This is the true story of my long and painful transition from burnout corporate employee to freelancer and globe trotting digital nomad & lifestyle entrepreneur.
Grab a snack, kids, it's a long one.
I started my corporate career in what you might describe as a “dream job.” I worked for a global sportswear company doing fun & creative work, with people I loved.
It was amazing.
And then, slowly, it wasn’t.
It became a nightmare. I was working sixty to eighty hours a week. I’d come home most days to microwave a meal, binge Netflix, and drink or cry (or both!) myself to sleep.
I knew there was more to life, but I didn’t have the energy for it.
I kept thinking something would change. The new CEO would fix things, a different project would help… but it never did.
I found myself bitter and angry most of the time, which isn’t who I am at my core.
I realized I was responsible for changing my life – only me – and it was a choice to continue to suffer in a job I hated, waiting for my circumstances to change.
I quit that job without a plan in 2008.
I didn’t have savings, or know what was coming next.
I don’t come from money, had a lot of student debt and no safety net.
But I knew if I stayed in that job, I would end up killing myself in some manner or another.
I took piecemeal work to survive, and a series of corporate jobs that weren’t ideal but paid the bills and padded the resume.
I started to breathe a little, and to see brief flashes of a life worth living.
Nothing felt clear, but I took time to explore and recover, while I earned my master’s degree in business.

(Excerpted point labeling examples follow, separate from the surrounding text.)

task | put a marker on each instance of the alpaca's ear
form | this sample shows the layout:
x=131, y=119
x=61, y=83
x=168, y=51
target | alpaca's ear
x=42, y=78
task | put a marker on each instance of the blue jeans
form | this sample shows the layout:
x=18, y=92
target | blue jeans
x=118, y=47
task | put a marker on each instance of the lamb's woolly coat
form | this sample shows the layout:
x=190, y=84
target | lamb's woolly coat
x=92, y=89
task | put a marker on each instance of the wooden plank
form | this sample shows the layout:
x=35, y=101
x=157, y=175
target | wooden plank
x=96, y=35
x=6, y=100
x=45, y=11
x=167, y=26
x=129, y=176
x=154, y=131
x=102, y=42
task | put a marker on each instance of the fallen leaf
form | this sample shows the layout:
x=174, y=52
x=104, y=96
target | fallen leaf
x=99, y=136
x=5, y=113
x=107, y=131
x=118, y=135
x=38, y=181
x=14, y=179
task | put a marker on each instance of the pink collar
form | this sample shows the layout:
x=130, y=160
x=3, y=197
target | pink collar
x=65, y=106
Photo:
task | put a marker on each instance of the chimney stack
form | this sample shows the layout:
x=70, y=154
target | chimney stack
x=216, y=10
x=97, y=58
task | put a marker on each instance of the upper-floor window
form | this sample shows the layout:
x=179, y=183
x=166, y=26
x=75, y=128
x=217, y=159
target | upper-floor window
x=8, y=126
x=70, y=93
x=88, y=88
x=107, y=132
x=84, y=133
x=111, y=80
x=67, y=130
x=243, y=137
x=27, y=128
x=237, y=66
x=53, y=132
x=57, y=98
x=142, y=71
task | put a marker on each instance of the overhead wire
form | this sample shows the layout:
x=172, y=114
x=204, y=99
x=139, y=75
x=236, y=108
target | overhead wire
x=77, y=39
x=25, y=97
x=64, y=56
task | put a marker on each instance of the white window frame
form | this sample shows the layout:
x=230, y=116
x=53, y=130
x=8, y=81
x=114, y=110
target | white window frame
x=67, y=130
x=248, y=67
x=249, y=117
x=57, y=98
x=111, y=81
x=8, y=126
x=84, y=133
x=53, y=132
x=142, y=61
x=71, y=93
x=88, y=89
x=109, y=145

I still thought I’d be working in the corporate world forever, and I wanted to understand what was going on in in these companies.
When I graduated, my plan was to move to Silicon Valley.
I had a vision of a future where I’d take a job at a start-up, work for a few years, and ultimately became a project manager at Apple before doing my own thing.
I was gonna be the next Guy Kawasaki.
It was awesome.
So I did it. I got a job in the Valley, and moved down. And, guess what?
It was worse than anything I thought could have been true about the Valley.
Everything you’ve seen on HBO’s Silicon Valley is accurate.
The start-up I worked for was in a crappy office park with no character, sandwiched between a tire store and a Walgreens.
But the parking lot was full of Maseratis and Ferraris.
The work wasn’t much better.
We spent all of our time focusing on competitors and preparing for the next board meeting, and no time thinking about our users or audiences.
I felt like we were serving no one, and really just treading water.
I hated it, and I started drinking myself to sleep every night.
But there was a silver lining…
I got to try my hand at entrepreneurship and working in a startup, and I loved it.
I’ve always been a huge learner.
I love to read, be hands-on, try new things; I loved getting my hands dirty in a million different parts of the company.
I liked seeing what worked and what didn’t and testing everything.
Even though I was languishing in that shitty Mountain View office park, I’d found something I loved.
Eventually, I quit.
Again, I didn’t have a set plan, but I knew I could start freelancing.
It was hard.
I struggled a lot, flailing for piecemeal work, and didn’t know who I was targeting.
I didn’t think about my work as a viable business, but as a mix of short-term projects that would pay the bills.
I was stressed out all the damn time, and I didn’t have good coping mechanisms at the time.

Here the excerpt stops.